For years I have heard it said many times, “Cold Calling Is Dead”, and I still hear it today. Most often it is said by those who have never done it or just plain suck at doing it. As an essential tool for almost every salesperson, the phone is by no means an outdated tool for communicating. I last wrote an article on this topic some 15 years ago. While some of the techniques have advanced or morphed since then, the essentials are still the same. The name could stand an update, partly because of its negative connotation of timeshare salespeople and scammers, made all the more annoying with the introduction of those annoying robocalls that attempt to filter out non-buyers and pass interested people on to a live person.

It is important to know yourself…or your salespeople. Not everyone has the personality for cold calling. I have seen people flat-out freeze…then hang up. I had one person who spoke fine in normal conversation, but when nervous, he had a severe stammer. If this happens they should consider a profession other than Sales, one that does not require using a phone or speaking with people in stressful situations.

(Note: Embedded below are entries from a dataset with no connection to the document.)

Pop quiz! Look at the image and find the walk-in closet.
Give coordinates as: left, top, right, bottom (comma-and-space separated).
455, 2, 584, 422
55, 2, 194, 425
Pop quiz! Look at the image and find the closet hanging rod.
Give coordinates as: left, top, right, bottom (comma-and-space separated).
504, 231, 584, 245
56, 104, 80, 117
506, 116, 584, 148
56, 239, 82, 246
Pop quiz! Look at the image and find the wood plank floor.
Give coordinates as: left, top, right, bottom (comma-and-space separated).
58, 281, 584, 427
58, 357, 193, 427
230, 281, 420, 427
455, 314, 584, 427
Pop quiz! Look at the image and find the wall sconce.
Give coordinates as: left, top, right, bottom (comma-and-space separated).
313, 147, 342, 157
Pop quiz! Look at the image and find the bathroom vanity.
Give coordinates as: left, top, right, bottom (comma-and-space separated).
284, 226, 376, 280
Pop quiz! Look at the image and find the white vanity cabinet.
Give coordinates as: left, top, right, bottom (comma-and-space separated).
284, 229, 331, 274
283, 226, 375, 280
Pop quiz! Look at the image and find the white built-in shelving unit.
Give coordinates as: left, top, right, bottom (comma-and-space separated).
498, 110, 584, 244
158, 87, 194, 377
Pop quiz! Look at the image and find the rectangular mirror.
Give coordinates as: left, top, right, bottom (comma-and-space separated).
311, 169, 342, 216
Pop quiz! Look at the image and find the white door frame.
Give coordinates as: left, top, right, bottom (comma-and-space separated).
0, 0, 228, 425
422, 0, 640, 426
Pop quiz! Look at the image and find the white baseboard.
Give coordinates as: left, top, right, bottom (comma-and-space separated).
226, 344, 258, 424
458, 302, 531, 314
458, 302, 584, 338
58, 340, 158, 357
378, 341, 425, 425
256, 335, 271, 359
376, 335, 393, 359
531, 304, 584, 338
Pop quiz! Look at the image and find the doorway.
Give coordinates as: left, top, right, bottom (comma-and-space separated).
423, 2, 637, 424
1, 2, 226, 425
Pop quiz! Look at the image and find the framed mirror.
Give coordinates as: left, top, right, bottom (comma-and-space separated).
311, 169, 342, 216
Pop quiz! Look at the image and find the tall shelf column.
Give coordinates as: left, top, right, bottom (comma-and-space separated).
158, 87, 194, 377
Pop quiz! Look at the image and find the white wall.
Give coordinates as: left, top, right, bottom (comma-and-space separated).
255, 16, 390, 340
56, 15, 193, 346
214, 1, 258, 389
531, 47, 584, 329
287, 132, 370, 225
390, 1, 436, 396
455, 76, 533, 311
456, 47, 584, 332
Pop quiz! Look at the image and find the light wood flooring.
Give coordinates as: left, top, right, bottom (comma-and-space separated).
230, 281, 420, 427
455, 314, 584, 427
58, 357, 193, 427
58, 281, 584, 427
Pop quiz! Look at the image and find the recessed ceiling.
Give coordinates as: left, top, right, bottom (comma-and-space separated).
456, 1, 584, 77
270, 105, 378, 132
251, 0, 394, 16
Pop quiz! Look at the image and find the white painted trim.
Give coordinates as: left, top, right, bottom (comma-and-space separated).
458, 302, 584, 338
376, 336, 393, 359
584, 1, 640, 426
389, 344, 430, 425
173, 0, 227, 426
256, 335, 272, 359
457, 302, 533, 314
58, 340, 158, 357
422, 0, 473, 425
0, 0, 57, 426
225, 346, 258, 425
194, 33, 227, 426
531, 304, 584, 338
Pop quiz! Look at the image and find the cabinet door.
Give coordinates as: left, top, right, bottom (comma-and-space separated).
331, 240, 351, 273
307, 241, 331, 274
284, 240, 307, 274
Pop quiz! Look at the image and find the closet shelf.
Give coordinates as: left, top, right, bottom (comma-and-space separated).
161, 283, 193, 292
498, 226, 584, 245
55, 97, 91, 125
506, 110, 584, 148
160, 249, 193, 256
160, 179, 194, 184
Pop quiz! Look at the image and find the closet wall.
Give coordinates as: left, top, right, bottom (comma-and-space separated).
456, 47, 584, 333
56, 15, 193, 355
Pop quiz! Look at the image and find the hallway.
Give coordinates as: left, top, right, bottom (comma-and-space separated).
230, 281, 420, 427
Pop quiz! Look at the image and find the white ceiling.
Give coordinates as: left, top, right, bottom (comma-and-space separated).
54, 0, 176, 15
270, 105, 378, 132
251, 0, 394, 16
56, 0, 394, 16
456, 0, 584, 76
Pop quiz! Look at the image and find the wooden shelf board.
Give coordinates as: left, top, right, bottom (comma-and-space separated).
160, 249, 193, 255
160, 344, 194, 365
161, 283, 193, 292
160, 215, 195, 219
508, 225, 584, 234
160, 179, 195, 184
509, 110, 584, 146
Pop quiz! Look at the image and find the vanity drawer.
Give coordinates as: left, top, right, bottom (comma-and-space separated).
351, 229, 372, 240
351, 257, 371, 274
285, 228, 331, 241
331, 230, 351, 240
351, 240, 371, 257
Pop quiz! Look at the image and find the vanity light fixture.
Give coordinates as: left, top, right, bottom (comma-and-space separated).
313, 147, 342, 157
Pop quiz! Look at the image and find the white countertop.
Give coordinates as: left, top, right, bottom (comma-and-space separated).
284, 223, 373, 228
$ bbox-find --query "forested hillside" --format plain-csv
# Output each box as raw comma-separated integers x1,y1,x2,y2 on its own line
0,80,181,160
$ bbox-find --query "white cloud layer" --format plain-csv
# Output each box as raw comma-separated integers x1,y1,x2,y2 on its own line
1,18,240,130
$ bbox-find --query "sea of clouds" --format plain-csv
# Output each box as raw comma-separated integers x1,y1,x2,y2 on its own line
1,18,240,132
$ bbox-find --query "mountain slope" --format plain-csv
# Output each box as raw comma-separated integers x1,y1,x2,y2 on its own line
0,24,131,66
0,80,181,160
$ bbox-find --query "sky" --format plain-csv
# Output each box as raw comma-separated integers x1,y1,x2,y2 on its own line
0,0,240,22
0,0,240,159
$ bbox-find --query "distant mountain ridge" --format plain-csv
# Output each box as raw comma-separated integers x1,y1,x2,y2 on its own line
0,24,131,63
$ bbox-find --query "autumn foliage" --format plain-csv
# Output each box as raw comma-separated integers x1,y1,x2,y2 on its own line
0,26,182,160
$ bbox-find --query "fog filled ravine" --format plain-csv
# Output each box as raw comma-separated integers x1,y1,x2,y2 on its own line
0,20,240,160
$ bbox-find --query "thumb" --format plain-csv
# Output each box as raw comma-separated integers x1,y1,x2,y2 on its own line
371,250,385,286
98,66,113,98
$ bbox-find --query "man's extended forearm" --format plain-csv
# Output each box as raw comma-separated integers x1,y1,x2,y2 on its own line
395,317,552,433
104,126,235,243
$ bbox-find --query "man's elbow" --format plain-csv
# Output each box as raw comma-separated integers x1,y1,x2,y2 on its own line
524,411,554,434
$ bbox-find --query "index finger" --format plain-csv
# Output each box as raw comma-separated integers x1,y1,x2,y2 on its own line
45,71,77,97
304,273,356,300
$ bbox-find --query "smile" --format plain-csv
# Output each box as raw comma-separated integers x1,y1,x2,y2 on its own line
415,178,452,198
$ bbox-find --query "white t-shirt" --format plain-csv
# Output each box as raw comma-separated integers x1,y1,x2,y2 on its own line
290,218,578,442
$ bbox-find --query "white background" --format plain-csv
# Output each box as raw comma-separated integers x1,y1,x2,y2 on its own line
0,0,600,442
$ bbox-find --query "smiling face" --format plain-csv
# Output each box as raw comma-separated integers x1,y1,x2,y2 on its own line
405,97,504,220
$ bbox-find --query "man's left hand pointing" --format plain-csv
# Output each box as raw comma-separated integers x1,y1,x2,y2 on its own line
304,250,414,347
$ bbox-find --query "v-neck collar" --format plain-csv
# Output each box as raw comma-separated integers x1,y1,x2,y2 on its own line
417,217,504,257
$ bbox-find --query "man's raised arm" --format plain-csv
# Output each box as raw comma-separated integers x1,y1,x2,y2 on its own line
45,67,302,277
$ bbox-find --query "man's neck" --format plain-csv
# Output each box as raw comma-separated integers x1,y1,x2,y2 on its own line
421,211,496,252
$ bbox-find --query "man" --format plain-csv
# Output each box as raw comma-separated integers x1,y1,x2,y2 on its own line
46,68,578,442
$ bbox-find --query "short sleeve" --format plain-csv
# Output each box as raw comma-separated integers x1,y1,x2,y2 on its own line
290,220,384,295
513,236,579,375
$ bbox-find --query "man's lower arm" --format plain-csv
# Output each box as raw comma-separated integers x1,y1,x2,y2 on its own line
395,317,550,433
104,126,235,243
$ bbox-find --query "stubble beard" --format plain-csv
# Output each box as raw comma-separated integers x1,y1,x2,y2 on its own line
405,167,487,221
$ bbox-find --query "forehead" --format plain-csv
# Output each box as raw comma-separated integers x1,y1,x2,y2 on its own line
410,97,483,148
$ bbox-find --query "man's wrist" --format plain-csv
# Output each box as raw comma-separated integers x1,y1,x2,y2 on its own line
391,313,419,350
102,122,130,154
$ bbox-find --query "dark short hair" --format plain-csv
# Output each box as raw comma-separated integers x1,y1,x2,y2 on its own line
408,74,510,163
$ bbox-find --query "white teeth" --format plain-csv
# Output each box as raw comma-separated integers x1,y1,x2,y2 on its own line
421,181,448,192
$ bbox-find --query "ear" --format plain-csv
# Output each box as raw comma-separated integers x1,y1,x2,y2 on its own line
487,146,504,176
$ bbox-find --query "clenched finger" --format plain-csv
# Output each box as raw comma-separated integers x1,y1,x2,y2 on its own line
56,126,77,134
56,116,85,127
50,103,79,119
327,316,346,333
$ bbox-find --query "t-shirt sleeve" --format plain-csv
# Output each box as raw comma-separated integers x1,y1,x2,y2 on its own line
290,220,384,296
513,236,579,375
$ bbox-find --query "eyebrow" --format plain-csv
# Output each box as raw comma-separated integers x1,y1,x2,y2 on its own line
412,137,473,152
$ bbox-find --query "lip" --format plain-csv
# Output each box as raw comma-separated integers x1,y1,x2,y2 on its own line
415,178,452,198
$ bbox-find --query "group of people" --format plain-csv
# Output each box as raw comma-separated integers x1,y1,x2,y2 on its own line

To put my background in this area into focus, I began my Sales career with EDS as a graduate of their acclaimed “Sales Development Program”…the graduates of which outsold their peers who did not go through the program by a ratio of 7:1. This nine-month program was a highly focused and specialized training to develop business development ninjas that could penetrate the C-Suite of F1000 companies with impunity. To do this, one had to learn to navigate enterprises and engage with target executives, initially by phone. Midway through my career, I started a Professional Search (aka: headhunter) firm, a role that essentially required 80+ calls a day on average to get started. Within my first two full calendar years, I had grown the franchise from start-up to one of the top 10 of 220 offices in the Global Recruiters Network (GRN) franchise system worldwide. So, yeah, I’ve made more than a few calls to people I didn’t know before I called them.

Based on my training and personal experience, here are my 8 Rules for Successful Cold Networking:

Rule #1: Call With a Purpose. As I stated earlier, “Cold Calling” could stand a rebranding. I think the better way to look at it is as “Cold Networking”. Take for example the full-desk professional recruiter. The primary goal of their business development “cold call” is to get a contract with the person on the other end of the phone. If they have picked the right candidate to market, and the right target market into which to present the candidate, this can happen fairly easily. There was one candidate we marketed that became our ideal example. Her name was “Dottie”. We successfully got 7 contracts in 1 day promoting her. Five companies interviewed her multiple times within 3 days, and by end of day Friday, she had a new job paying 60% more than she was being paid by her previous employer. This underscores the first of the 8 key principles of “Cold Networking”… call with a purpose, but also be flexible.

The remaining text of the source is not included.